Me lo cuenta Max a su retorno de Berlín. Paseábamos Victoria y yo por ese jardín inmenso que es el Tiergarten, y acabamos saliendo a la avenida que atraviesa el parque, dice, cuando nos llegó el eco de una voz larga. ¿Qué decía? Los de aquí la conocen como el que llama, dijo ella. A mí se me ocurrió: yo le nombraría como el voceador. ¿Y por qué no el avisador?, corrigió rápidamente Victoria. ¿Reclama la atención de los transeúntes o pregona en el desierto? ¿Invita a alejarse o a llegar hasta él? ¿A tener en cuenta lo que dice o a poner oídos sordos porque vocifera en exceso? ¿A recapacitar sobre el pasado o a estar en guardia ante el porvenir?
Cuando está conmigo Victoria entra en el juego de las dudas que, en realidad es el de las posibilidades, señala Max. A mí de esta figura solo me gusta el tercio superior, la dije no sin cierto prejuicio. Ya quisiera tener la esbeltez del auriga de Delfos en el resto del cuerpo, con su peplos y su vestimenta estriada, expresando capacidad de control. Pero el aire clerical de esta estatua se me resiste. Tú siempre tan clásico, Max, saltó ella. ¿Es que no sabes que todo lo griego evolucionó?

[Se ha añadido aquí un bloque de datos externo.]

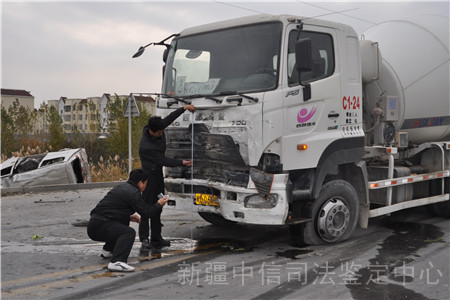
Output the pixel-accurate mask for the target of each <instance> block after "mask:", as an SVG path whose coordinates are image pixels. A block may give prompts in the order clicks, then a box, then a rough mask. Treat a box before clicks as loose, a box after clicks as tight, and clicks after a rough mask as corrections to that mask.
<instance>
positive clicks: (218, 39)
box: [163, 23, 282, 97]
mask: <svg viewBox="0 0 450 300" xmlns="http://www.w3.org/2000/svg"><path fill="white" fill-rule="evenodd" d="M281 29H282V28H281V23H264V24H256V25H251V26H245V27H236V28H231V29H227V30H222V31H219V32H210V33H206V34H197V35H191V36H186V37H182V38H179V39H175V40H174V41H173V42H172V45H171V48H170V52H169V55H168V59H167V64H166V68H165V74H164V83H163V93H164V94H166V95H169V96H181V97H188V96H192V95H226V94H233V93H244V92H245V93H248V92H260V91H267V90H271V89H274V88H275V87H276V84H277V77H278V64H279V63H278V58H279V51H280V41H281ZM212 35H214V38H212Z"/></svg>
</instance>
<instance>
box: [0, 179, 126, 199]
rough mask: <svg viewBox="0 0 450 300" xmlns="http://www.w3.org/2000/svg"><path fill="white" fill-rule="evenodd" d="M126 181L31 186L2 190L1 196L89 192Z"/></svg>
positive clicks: (108, 187)
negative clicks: (45, 193)
mask: <svg viewBox="0 0 450 300" xmlns="http://www.w3.org/2000/svg"><path fill="white" fill-rule="evenodd" d="M123 182H125V181H108V182H89V183H74V184H57V185H43V186H30V187H20V188H1V195H2V196H8V195H15V194H26V193H45V192H57V191H73V190H88V189H97V188H110V187H115V186H116V185H119V184H121V183H123Z"/></svg>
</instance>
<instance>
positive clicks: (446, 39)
mask: <svg viewBox="0 0 450 300" xmlns="http://www.w3.org/2000/svg"><path fill="white" fill-rule="evenodd" d="M361 37H362V39H365V40H370V41H372V42H373V43H377V44H378V49H379V51H380V53H381V55H378V57H377V58H376V60H377V61H378V62H379V65H378V67H379V73H378V79H375V80H373V81H372V82H370V83H368V84H366V85H365V87H364V93H365V101H366V103H365V105H366V109H367V111H368V112H369V114H370V113H372V111H373V110H374V108H376V107H377V106H378V107H381V108H382V109H383V111H384V112H383V113H384V119H385V121H390V122H391V123H392V124H393V125H394V127H395V131H396V132H398V131H401V132H407V133H408V139H409V141H410V142H413V143H423V142H428V141H442V140H450V98H449V19H448V18H446V17H444V16H438V15H423V16H417V17H412V18H408V19H405V20H393V21H388V22H384V23H380V24H377V25H375V26H374V27H372V28H370V29H369V30H367V31H366V32H365V33H363V35H362V36H361ZM362 51H364V50H363V49H362ZM361 57H362V59H363V60H364V55H363V53H362V55H361ZM372 61H373V57H372ZM365 65H367V63H366V64H365V62H364V61H362V69H363V70H362V72H363V74H364V66H365ZM369 65H370V64H369ZM372 66H373V64H372ZM386 99H393V101H391V102H389V103H384V104H383V101H389V100H386ZM388 113H389V114H390V115H388ZM382 120H383V119H382Z"/></svg>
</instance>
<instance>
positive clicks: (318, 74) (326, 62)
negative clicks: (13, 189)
mask: <svg viewBox="0 0 450 300" xmlns="http://www.w3.org/2000/svg"><path fill="white" fill-rule="evenodd" d="M297 34H298V31H297V30H293V31H291V32H290V33H289V44H288V61H287V64H288V65H287V72H288V84H289V86H293V85H298V84H299V80H298V72H297V70H296V65H295V42H296V41H297ZM300 38H309V39H311V44H312V70H311V71H309V72H303V73H302V78H301V79H302V82H312V81H316V80H319V79H322V78H325V77H328V76H331V75H332V74H333V72H334V50H333V49H334V48H333V39H332V37H331V35H329V34H326V33H319V32H311V31H302V33H301V34H300Z"/></svg>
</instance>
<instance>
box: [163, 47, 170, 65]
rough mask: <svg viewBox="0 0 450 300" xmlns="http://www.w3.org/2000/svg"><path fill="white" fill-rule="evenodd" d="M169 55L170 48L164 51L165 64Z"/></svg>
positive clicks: (163, 56) (164, 62) (164, 58)
mask: <svg viewBox="0 0 450 300" xmlns="http://www.w3.org/2000/svg"><path fill="white" fill-rule="evenodd" d="M168 55H169V48H166V49H164V53H163V62H164V63H166V62H167V56H168Z"/></svg>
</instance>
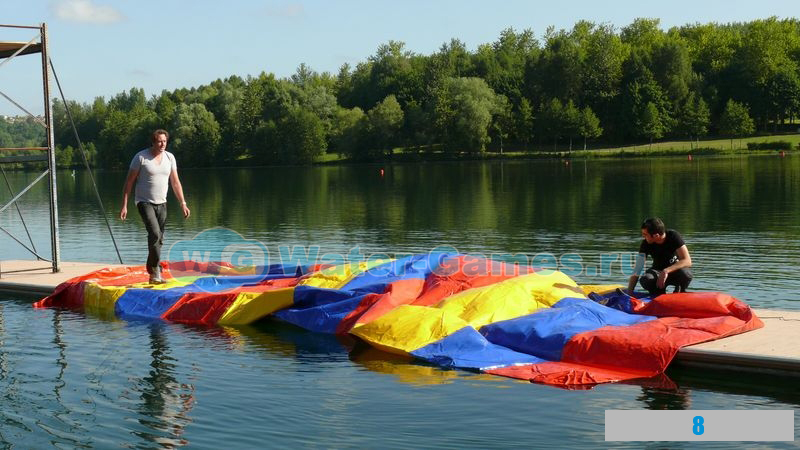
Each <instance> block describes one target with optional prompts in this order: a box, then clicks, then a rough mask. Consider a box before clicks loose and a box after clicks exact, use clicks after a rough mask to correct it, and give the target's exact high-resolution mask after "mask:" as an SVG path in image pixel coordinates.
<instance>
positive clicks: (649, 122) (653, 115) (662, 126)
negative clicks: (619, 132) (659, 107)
mask: <svg viewBox="0 0 800 450" xmlns="http://www.w3.org/2000/svg"><path fill="white" fill-rule="evenodd" d="M641 120H642V135H643V136H644V137H646V138H648V139H650V148H652V147H653V139H661V138H662V137H663V136H664V129H665V127H664V120H663V118H662V117H661V113H660V112H659V110H658V107H657V106H656V105H655V104H654V103H653V102H649V103H647V105H646V106H645V108H644V111H643V114H642V119H641Z"/></svg>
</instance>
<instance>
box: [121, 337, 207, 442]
mask: <svg viewBox="0 0 800 450" xmlns="http://www.w3.org/2000/svg"><path fill="white" fill-rule="evenodd" d="M165 326H166V325H165V324H162V323H152V324H149V325H148V328H149V338H150V339H149V340H150V356H151V358H152V359H151V362H150V372H149V374H148V375H147V376H146V377H144V378H142V380H141V382H139V383H138V384H139V388H140V390H141V394H140V398H141V401H142V402H141V406H140V408H139V412H140V417H139V419H138V420H139V423H141V424H142V425H144V427H145V429H144V430H143V431H134V434H136V435H137V436H140V437H141V438H142V439H144V440H146V441H148V442H153V443H156V444H158V445H159V446H161V447H162V448H175V447H179V446H183V445H186V444H188V443H189V442H188V441H187V440H186V439H184V438H183V434H184V431H185V429H186V426H187V425H189V424H190V423H191V422H192V420H191V417H190V415H189V413H190V411H191V410H192V406H193V405H194V401H195V400H194V385H192V384H185V383H180V382H179V381H178V380H177V379H176V378H175V364H174V361H175V360H174V358H173V357H172V356H171V352H170V349H169V346H168V343H167V338H166V334H165V332H164V327H165Z"/></svg>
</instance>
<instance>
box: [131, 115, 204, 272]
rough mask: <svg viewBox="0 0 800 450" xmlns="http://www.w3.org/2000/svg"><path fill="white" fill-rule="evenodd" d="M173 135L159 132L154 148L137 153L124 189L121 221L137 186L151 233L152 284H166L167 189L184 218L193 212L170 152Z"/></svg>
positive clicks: (137, 204)
mask: <svg viewBox="0 0 800 450" xmlns="http://www.w3.org/2000/svg"><path fill="white" fill-rule="evenodd" d="M167 140H169V133H167V132H166V131H165V130H156V131H154V132H153V135H152V137H151V141H152V145H151V146H150V148H146V149H144V150H142V151H140V152H139V153H137V154H136V155H135V156H134V157H133V160H131V166H130V170H129V171H128V177H127V178H126V179H125V186H124V187H123V189H122V209H121V210H120V212H119V218H120V219H122V220H125V219H126V218H127V217H128V195H129V194H130V192H131V189H132V188H133V185H134V183H135V184H136V193H135V195H136V197H135V202H136V209H138V210H139V215H140V216H141V217H142V221H143V222H144V227H145V228H146V229H147V250H148V253H147V272H148V273H149V274H150V283H163V282H164V280H163V279H162V278H161V266H160V265H159V262H160V261H161V244H162V243H163V242H164V224H165V223H166V221H167V189H168V188H169V185H172V191H173V192H174V193H175V197H177V199H178V201H179V202H181V208H182V209H183V217H184V218H188V217H189V214H191V212H190V211H189V207H188V206H186V199H185V198H184V197H183V186H181V180H180V178H178V164H177V163H176V161H175V155H173V154H172V153H170V152H168V151H167Z"/></svg>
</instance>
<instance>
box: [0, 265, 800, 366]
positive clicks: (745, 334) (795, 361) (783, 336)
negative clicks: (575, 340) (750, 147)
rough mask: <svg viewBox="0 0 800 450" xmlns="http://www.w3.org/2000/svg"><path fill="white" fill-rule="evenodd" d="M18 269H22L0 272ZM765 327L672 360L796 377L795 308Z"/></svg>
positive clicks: (5, 290)
mask: <svg viewBox="0 0 800 450" xmlns="http://www.w3.org/2000/svg"><path fill="white" fill-rule="evenodd" d="M112 266H115V264H100V263H81V262H62V263H61V265H60V268H61V272H59V273H52V269H51V268H50V266H49V263H46V262H42V261H19V260H15V261H2V262H0V269H2V271H3V272H4V273H3V274H2V276H1V277H0V291H6V292H15V293H21V294H27V295H41V296H46V295H49V294H50V293H52V292H53V291H54V290H55V288H56V286H58V285H59V284H60V283H62V282H63V281H66V280H68V279H70V278H72V277H75V276H78V275H82V274H85V273H87V272H91V271H93V270H98V269H101V268H103V267H112ZM21 269H36V270H33V271H26V272H14V273H5V271H14V270H21ZM754 311H755V313H756V315H758V317H759V318H760V319H761V320H762V321H763V322H764V327H763V328H760V329H758V330H754V331H750V332H747V333H743V334H738V335H735V336H731V337H727V338H724V339H718V340H716V341H711V342H706V343H703V344H697V345H692V346H689V347H685V348H683V349H681V350H680V351H679V352H678V355H677V357H676V358H675V361H674V362H675V363H677V364H680V365H686V366H693V367H701V368H702V367H707V368H714V369H731V370H738V371H749V372H755V373H773V374H779V375H784V376H785V375H791V376H800V311H781V310H773V309H754Z"/></svg>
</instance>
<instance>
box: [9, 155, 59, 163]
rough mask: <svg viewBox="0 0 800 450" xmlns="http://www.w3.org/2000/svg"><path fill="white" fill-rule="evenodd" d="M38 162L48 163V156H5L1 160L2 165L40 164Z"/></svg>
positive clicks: (21, 155) (33, 155)
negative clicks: (18, 163) (28, 163)
mask: <svg viewBox="0 0 800 450" xmlns="http://www.w3.org/2000/svg"><path fill="white" fill-rule="evenodd" d="M38 161H47V155H20V156H4V157H2V158H0V164H7V163H15V162H38Z"/></svg>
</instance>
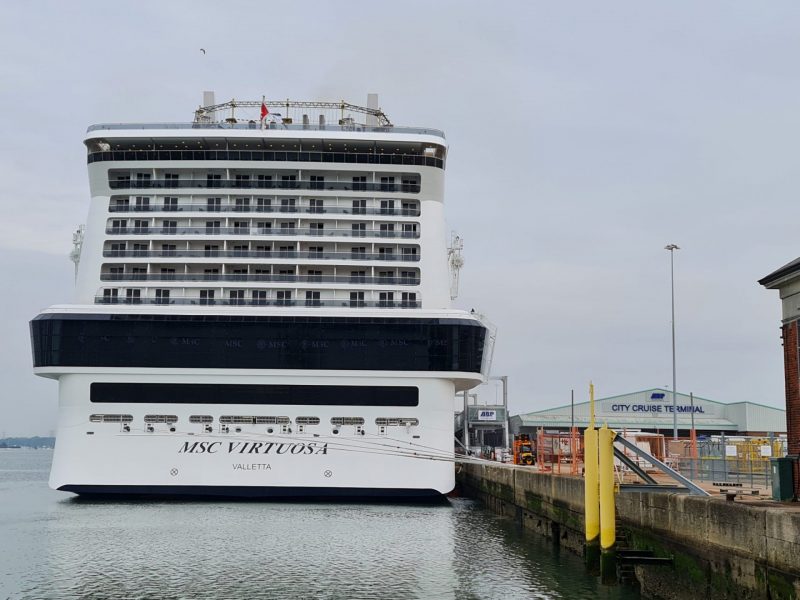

Además cualquier comparación suele ser injusta y sobre todo ineficaz. Por tiempos, por mentalidades y por intenciones diferentes, me corrigió. En este caso creo que la intención de Der rufer es francamente constructiva. Por una parte, es un hombre intemporal, o si quieres trans temporal, envuelto en una túnica sencilla. Por otra, en una urbe como esta, pisoteada en el pasado en su concepto de ciudadanía por el poder para hacerla capital de la encarnación del mal, bien vale que el hombre de bronce clame activo y exigente por algo que no debe repetirse.
Ella siempre sabe templarme si ve que me desvío hacia mis interpretaciones tan subjetivas, y me centra de nuevo en lo existente. Cierto que la ubicación de la escultura, a dos pasos de la ostentosa y gigantesca puerta neoclásica, que la gente ha recordado más por siniestros desfiles que por la apertura a un nuevo urbanismo, es adecuada. Fuese idea de Gerhard Marcks, el escultor, o de los patrocinadores, esta obra incorpora una cita del poeta Petrarca: "Yo voy por el mundo y grito: Paz, Paz, Paz". Hay algo de desconsuelo en ese gesto inquieto del hombre que clama, dijo Victoria con agudeza, ¿no crees? Observa, la interrumpí, cómo al otro lado de la amplia avenida, con nombre también significativo, el ángel sobre Berlín nos contempla. Y ella: ¿Lo dices así por el filme de Wim Wenders, peliculero? Pues mira, no es un ángel precisamente. Y no creo que esté pendiente de una pareja de paseantes. Es nada menos que Niké, e hizo una mueca con doble sentido. ¿Niké, como la diosa de Atenas?, dije estupefacto. Pero ella se abstrajo.
Muchas veces me adelanta en las reflexiones. Con más enjundia y acierto que yo. ¿Te das cuenta de la cantidad de símbolos contradictorios que hay en la monumentalidad de esta ciudad? Una puerta representativa de la apertura de la nueva ciudad a finales del XVIII, pero que fue adulterada durante los peores años de dos dictaduras. En una ocasión con el paso de oca y en otra con el muro separador. Luego esa columna conmemorativa que canta a la victoria sobre naciones enemigas en lejanas guerras. Y como contraste una estatua humilde pidiendo Friede, paz. Todo ello en línea y en un trayecto no excesivo. ¿No representa en síntesis la historia de Berlín de los últimos siglos? Afirmé anonadado por su criterio y luego añadí: ¿a cuál de estos símbolos harán caso en el futuro? ¿Elegirán los cantos áureos o el chillido repetido de Der rufer para evitar que el lado negro de la historia vuelva a las andadas? Victoria, esta Victoria sin corona de laurel, me hizo un guiño: ¡premio! Buena pregunta. Pero mientras, añadió, que el voceador vocee: Paz, Paz, Paz, y sin embargo habría que pronunciar algunas palabras clave más. ¿Las cito? Yo entonces, compartiendo la intuición de la mujer dije: no hace falta. Están a la vista de todos. De todos los que quieran escuchar. Solo que lo importante no son tanto las palabras como los hechos.
Eso me contó mi amigo, a su vuelta de Berlín, donde se quedó aquella Victoria. ¿O era la Niké?